I don’t know if we each have a destiny, or if we’re all just floating around accidental-like on a breeze, but I, I think maybe it’s both. Maybe both is happening at the same time.
— Forrest Gump
What if we have it all wrong? What if instead of living our lives through our choices, through free will, our life is laid out for us? What if we don’t write the tale of our own life but instead it is already written for us? If no matter what we do we are going down a path that has already been determined? What if life chooses us rather than us choosing life?
Of course this is an age-old question but it is, and perhaps always will be, an important one that I often ponder. And that’s because there are times when it seems to be true. When I have a premonition of something yet to come that becomes real, it feels uncanny. Some call that a prescience (literally “before science”) or a psychic ability. I have always felt it was intuition combined with stout determination. The idea that everything that happens is determined by previous events seems counter to human nature, to our free will. But what if it is fate? That there is a fixed natural order to the universe of which I am just a part. One where human lives are just a single thread in the cosmos and actions in one life influence others.

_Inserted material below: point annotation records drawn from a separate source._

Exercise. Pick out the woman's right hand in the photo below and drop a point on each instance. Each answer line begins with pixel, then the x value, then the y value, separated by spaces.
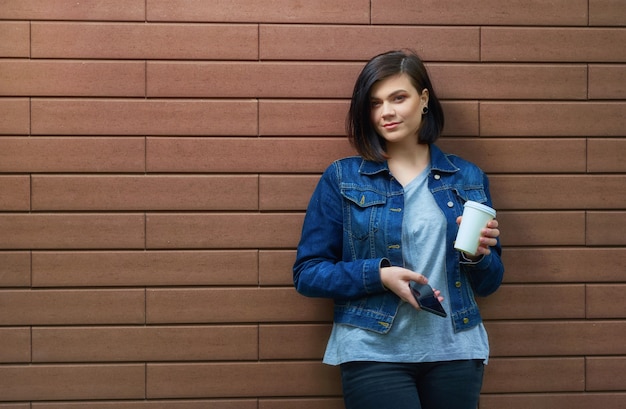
pixel 397 279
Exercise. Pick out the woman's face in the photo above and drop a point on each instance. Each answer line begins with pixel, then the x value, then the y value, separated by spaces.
pixel 396 109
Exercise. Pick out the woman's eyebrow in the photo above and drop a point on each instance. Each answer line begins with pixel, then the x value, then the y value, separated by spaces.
pixel 392 94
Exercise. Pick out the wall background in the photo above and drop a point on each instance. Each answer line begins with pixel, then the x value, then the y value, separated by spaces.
pixel 156 158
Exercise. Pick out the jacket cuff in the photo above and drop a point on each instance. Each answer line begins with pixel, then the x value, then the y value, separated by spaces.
pixel 371 275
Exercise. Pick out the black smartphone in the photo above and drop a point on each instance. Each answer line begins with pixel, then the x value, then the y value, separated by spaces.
pixel 425 297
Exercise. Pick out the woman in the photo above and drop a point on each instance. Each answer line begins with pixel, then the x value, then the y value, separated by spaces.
pixel 387 218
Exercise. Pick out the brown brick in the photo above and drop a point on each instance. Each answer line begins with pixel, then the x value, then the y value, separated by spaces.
pixel 490 12
pixel 224 379
pixel 606 301
pixel 52 307
pixel 553 401
pixel 607 13
pixel 320 117
pixel 555 301
pixel 73 154
pixel 560 192
pixel 71 10
pixel 569 265
pixel 293 341
pixel 15 114
pixel 286 192
pixel 552 119
pixel 509 81
pixel 275 267
pixel 69 382
pixel 14 345
pixel 126 344
pixel 152 404
pixel 144 268
pixel 606 155
pixel 553 44
pixel 234 305
pixel 606 228
pixel 15 406
pixel 249 155
pixel 304 403
pixel 145 193
pixel 15 193
pixel 144 41
pixel 535 228
pixel 461 118
pixel 556 338
pixel 605 373
pixel 607 81
pixel 222 230
pixel 337 42
pixel 72 231
pixel 251 80
pixel 14 269
pixel 141 117
pixel 72 78
pixel 16 38
pixel 513 375
pixel 279 11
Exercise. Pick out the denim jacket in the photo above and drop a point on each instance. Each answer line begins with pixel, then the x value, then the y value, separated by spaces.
pixel 353 227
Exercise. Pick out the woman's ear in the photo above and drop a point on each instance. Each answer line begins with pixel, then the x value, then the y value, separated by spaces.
pixel 424 96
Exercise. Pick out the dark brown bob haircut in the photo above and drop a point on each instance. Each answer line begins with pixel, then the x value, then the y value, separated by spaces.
pixel 361 132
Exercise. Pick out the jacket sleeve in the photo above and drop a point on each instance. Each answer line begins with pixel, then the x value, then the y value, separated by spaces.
pixel 487 273
pixel 320 269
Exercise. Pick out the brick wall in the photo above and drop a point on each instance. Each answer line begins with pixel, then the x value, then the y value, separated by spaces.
pixel 156 158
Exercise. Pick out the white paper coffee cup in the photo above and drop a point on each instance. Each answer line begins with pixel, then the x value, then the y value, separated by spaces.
pixel 475 218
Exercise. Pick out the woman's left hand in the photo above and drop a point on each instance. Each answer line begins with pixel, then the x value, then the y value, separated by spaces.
pixel 488 238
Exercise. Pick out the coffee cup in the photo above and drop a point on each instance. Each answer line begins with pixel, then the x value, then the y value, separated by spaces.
pixel 475 218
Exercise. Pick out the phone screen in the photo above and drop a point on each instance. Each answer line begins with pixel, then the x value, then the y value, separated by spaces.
pixel 425 297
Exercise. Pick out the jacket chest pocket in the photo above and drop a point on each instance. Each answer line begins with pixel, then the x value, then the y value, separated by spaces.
pixel 473 193
pixel 363 212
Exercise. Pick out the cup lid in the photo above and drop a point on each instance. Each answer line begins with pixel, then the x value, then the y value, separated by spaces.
pixel 481 207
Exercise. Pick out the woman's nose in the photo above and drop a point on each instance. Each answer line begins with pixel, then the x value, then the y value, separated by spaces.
pixel 387 110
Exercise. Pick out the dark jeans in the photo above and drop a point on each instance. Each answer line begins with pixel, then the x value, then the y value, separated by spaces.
pixel 437 385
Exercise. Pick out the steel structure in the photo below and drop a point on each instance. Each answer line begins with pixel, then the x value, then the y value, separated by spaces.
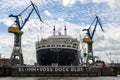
pixel 17 56
pixel 89 39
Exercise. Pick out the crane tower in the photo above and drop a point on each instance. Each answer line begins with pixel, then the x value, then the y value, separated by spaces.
pixel 17 56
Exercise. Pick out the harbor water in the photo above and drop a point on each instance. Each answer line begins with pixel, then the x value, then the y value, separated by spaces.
pixel 59 78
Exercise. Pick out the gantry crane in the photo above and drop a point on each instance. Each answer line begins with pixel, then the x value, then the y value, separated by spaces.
pixel 89 39
pixel 17 56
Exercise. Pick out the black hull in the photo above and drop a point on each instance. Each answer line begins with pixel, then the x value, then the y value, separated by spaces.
pixel 63 57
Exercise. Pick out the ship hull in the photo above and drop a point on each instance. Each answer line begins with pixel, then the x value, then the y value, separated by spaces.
pixel 59 56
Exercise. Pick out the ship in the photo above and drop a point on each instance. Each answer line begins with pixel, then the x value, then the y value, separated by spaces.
pixel 58 50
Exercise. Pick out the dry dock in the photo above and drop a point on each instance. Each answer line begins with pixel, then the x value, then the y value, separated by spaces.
pixel 58 71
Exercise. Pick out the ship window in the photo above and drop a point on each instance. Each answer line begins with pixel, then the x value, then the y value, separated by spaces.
pixel 48 45
pixel 58 45
pixel 63 45
pixel 74 47
pixel 43 46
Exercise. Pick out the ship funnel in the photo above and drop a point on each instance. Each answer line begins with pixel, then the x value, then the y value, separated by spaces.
pixel 54 30
pixel 65 30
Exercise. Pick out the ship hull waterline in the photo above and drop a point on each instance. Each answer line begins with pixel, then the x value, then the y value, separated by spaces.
pixel 59 56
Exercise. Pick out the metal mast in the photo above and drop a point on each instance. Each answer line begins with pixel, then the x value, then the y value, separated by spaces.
pixel 17 56
pixel 89 40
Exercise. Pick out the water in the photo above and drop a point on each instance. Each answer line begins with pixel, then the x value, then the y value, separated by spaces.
pixel 59 78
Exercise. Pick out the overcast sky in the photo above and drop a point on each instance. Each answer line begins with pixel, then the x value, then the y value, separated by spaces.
pixel 75 14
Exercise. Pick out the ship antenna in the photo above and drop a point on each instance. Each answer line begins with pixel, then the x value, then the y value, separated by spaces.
pixel 54 30
pixel 65 30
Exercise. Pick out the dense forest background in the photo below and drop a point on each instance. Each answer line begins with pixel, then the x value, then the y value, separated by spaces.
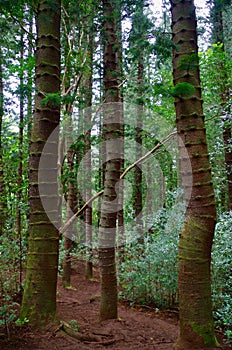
pixel 101 108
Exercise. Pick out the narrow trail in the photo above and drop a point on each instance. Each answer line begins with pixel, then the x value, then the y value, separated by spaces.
pixel 139 328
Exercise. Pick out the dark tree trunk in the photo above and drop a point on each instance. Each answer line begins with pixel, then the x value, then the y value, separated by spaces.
pixel 111 130
pixel 2 182
pixel 39 298
pixel 195 243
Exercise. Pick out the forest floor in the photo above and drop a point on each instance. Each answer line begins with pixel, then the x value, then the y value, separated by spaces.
pixel 137 328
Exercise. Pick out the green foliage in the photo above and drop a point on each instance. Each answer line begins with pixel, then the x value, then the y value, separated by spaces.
pixel 151 267
pixel 221 272
pixel 74 325
pixel 183 90
pixel 51 100
pixel 188 62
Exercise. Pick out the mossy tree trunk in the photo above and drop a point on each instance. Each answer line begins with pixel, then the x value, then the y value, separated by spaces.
pixel 88 164
pixel 195 305
pixel 39 298
pixel 2 182
pixel 112 131
pixel 224 84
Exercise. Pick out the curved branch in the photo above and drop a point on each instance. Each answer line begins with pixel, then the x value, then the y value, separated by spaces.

The question I ask is how would it change my life, the decisions I make from day-to-day, if everything was predetermined? Would it change who I am? How I treat others? Would I just sit back and let it happen, knowing that nothing I do matters? Or would I live like I do now, working hard to make a difference, to be relevant to the planet? For I believe our destiny is defined by how we deal with the chance elements of our life. Moments where we actually have a choice that can influence our path. And over time those choices lead us to our destiny, which is then revealed to us.
Yet even in certain defeat, the courageous Trager secretly clung to the belief that life is not merely a series of meaningless accidents or coincidences. Uh-uh. But rather, it’s a tapestry of events that culminate in an exquisite, sublime plan. … Ultimately Jonathan concluded that if we are to live life in harmony with the universe, we must all possess a powerful faith in what the ancients used to call “fatum”, what we currently refer to as destiny. — Dean Kansky, Serendipity
But perhaps it is more than that. Perhaps our destiny isn’t just about this life but about many lives, perhaps hundreds of lives. That when we die we come back and live again, and again, and again, until we reach that Buddah-like existence that allows us to finally merge with the cosmos, the one being, the all soul, the place from which we all came and will all return.

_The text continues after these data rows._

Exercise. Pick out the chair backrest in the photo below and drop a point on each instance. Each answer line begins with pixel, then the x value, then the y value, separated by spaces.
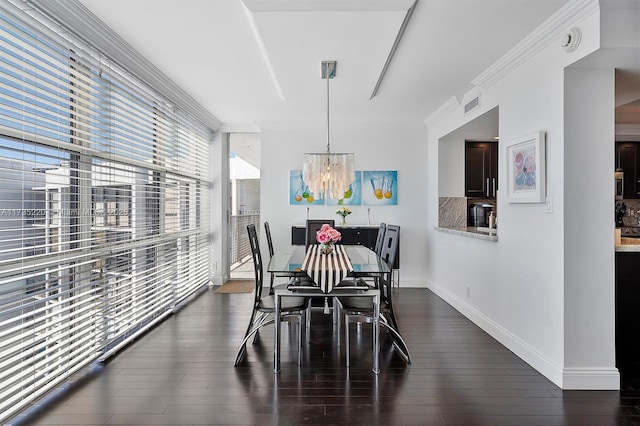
pixel 390 245
pixel 267 231
pixel 257 259
pixel 388 254
pixel 313 225
pixel 380 238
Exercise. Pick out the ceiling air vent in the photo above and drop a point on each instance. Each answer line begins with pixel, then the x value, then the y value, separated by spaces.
pixel 472 104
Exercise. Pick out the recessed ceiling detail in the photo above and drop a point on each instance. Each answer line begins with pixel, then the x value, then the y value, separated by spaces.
pixel 326 5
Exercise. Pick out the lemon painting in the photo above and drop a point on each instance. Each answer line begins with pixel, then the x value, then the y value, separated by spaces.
pixel 352 196
pixel 299 193
pixel 380 188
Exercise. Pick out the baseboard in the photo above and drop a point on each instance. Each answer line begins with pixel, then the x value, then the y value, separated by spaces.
pixel 535 359
pixel 592 378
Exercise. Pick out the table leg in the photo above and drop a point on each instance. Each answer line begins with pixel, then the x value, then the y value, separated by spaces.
pixel 376 334
pixel 276 335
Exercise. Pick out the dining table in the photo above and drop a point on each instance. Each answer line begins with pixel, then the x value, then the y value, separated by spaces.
pixel 344 266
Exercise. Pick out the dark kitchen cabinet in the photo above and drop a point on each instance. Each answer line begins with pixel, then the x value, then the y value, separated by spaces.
pixel 628 159
pixel 627 312
pixel 481 169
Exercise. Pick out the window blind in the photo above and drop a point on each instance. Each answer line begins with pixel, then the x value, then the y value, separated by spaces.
pixel 104 188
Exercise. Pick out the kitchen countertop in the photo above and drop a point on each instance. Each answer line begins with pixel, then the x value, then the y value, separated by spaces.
pixel 628 245
pixel 479 233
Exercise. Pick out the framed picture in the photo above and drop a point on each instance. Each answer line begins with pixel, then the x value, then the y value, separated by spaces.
pixel 352 197
pixel 379 188
pixel 526 169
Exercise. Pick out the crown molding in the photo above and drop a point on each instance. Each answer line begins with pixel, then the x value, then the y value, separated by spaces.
pixel 326 5
pixel 75 18
pixel 551 30
pixel 444 111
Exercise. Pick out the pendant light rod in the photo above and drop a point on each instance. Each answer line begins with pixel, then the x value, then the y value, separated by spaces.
pixel 328 71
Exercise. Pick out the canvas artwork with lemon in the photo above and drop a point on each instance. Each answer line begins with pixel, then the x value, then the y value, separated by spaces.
pixel 371 188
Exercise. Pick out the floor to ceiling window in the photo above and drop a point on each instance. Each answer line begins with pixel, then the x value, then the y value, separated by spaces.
pixel 104 190
pixel 244 176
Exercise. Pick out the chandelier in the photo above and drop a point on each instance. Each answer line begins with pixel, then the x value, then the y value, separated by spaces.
pixel 329 173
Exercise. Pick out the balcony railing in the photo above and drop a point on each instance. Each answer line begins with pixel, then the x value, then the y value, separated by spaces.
pixel 240 249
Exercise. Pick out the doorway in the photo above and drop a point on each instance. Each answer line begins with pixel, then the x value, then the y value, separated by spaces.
pixel 244 200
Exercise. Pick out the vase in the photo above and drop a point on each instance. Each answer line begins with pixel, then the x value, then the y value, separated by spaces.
pixel 326 248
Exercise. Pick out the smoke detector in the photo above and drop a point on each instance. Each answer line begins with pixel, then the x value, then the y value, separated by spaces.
pixel 571 39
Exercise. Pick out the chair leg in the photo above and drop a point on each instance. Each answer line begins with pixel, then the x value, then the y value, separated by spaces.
pixel 346 339
pixel 404 350
pixel 301 325
pixel 242 349
pixel 308 320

I don’t believe in luck. … I do believe we’ve known each other since forever, though. You know how? When the big bang happened, all the atoms in the universe, they were all smashed together into one little dot that exploded outward. So my atoms and your atoms were certainly together then, and, who knows, probably smashed together several times in the last 13.7 billion years. So my atoms have known your atoms and they’ve always known your atoms. My atoms have always loved your atoms. — Ian Gray, I Origins
But where does that leave us with our lives now? For today and tomorrow? As Maureen elegantly writes in “Destiny, chance, and choice in the motifs in Forrest Gump“:
John writes that the wind of the Spirit blows where it will and humans have no idea where it comes from or goes (3:8). Whether we be proponents of destiny or chance, we control neither. What we can choose is how we will respond when the feather lands on our shoes.
And that works for me. Because in the end, either way we live, our day-to-day decisions and how they influence our life are important because we aren’t here alone. We are all in this life together. So whether life chooses us or we choose life we still must live. We still wake up each day and go to sleep each night. Each day with new possibilities, new experiences, not knowing where we are heading. So all we need to do is make the best of it and live our life to the fullest.
Thanks to my daughter, Alexandra Tissot, for introducing me to I, Origins and Cloud Atlas.